MINNEAPOLIS -- After losing a Major League-high 103 games in 2016, it's clear the Twins have plenty of work to do to get back to being a competitive club.
But new chief baseball officer Derek Falvey and general manager Thad Levine aren't ready to say how long it will take before Minnesota will be a postseason contender. The Twins do have a strong young core of position players and did win 83 games in '15, so it doesn't appear the new front office will be undergoing a full rebuild with the current roster, but it's clear the there is a goal to build a sustainable winner.
"We don't like to put limits on the team," Falvey said at the General Managers Meetings on Wednesday. "There are so many things that go into a successful season. My hope is that we start this offseason to build toward championship-caliber baseball that can be sustained long-term. To do that you must get better every day. My hope is that in 2017 you'll see us competing every day."
The decision whether or not to add pieces or rebuild will have an impact on manager Paul Molitor, who is headed into the last year of his contract. But he said he understands why the new front office could prioritize the future.
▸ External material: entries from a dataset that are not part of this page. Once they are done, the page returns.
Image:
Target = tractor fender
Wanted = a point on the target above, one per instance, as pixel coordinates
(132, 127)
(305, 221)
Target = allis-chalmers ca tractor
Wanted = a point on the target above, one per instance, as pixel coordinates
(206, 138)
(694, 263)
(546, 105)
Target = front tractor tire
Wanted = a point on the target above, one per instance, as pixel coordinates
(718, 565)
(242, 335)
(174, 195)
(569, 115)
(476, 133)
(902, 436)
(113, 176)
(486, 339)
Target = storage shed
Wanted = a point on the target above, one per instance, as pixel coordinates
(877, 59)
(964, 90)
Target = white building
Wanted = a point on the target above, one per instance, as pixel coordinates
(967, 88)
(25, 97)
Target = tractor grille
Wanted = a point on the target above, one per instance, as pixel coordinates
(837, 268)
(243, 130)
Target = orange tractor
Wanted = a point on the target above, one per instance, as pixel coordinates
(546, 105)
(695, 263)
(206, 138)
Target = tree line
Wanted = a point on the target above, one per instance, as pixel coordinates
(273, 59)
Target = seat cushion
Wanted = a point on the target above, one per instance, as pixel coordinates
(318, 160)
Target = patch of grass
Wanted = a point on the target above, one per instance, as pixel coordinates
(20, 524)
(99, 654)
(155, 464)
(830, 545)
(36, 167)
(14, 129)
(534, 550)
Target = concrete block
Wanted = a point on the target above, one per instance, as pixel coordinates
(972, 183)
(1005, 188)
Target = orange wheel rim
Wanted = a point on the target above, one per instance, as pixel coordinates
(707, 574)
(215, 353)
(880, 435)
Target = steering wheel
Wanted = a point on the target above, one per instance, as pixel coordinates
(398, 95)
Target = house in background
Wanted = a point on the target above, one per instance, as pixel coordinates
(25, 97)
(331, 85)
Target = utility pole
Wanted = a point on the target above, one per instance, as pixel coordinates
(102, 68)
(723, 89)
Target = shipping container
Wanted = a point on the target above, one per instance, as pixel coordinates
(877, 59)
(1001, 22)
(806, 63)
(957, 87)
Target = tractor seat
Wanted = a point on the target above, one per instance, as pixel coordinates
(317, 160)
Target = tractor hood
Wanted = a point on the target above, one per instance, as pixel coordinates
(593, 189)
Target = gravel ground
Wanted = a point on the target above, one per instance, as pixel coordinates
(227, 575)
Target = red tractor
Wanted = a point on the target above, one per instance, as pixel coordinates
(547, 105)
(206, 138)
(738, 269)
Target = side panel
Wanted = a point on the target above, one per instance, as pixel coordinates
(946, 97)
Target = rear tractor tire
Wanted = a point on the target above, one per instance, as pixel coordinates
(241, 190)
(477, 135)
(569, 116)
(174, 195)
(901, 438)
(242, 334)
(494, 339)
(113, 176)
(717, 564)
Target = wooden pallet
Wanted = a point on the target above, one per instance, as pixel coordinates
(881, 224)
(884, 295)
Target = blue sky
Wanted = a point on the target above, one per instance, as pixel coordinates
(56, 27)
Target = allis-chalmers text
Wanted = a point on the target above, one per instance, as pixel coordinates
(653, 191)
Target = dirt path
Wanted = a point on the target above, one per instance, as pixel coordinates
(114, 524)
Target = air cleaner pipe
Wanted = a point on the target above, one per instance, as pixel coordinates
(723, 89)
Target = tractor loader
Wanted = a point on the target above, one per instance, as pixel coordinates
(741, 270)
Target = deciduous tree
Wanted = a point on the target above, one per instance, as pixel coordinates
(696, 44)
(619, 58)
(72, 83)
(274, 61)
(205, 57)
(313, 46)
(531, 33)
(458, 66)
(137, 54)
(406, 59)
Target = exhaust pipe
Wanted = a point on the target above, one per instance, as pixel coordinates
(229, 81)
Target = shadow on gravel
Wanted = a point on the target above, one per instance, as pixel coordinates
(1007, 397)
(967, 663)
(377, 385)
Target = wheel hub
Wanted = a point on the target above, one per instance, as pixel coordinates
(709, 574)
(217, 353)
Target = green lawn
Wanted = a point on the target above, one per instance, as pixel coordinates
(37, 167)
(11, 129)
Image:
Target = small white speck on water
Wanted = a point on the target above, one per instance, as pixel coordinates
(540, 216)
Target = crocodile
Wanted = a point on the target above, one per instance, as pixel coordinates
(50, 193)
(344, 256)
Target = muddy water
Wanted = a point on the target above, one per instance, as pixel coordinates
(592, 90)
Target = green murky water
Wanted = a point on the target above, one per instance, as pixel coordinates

"I don't think we can afford not to be open-minded about anything," Molitor said. "We have assets. You can debate how many. But we have big needs, too. So we have to prioritize here to build a sustainable future. We have to listen to just about anything."
The Twins will be open-minded, but it doesn't appear they're headed for a roster teardown similar to what the Cubs and Astros went through before becoming competitive. Levine said he believes the 2016 season was a worst-case scenario for Minnesota, as he thought the club had a much better roster than the record indicated. But injuries played their part and the Twins were sunk by a pitching staff that posted the worst ERA in the Majors.
That's why Falvey says that acquiring pitching will be a top priority this offseason, even though he admitted it's considered a weak free-agent class for starting pitchers, which will force the front office to get creative.
"With pitching, you want to explore every opportunity to add talent," Falvey said. "Whether that's being opportunistic in the free-agent market or through trades or unique development philosophies. There's no one way to attack it."
Another area of immediate need is catching with veteran Kurt Suzuki departing as a free agent. With a front office that values analytics, the Twins could look to a catcher with a strong defensive reputation, especially one with strong pitch calling and framing skills.
"It's a position we are not going to gloss over," Levine said. "It will be a real focus for us this offseason."
Levine, though, added he doesn't expect the Twins to make a big splash this offseason, and that the club isn't looking for any quick fixes that could negatively impact its long-term potential.
"Ownership has stressed to us that this isn't really a today thing, it's more about building something that will be more sustainable," Levine said. "I think every decision we make will be with that in mind on what can help us win over a long time frame."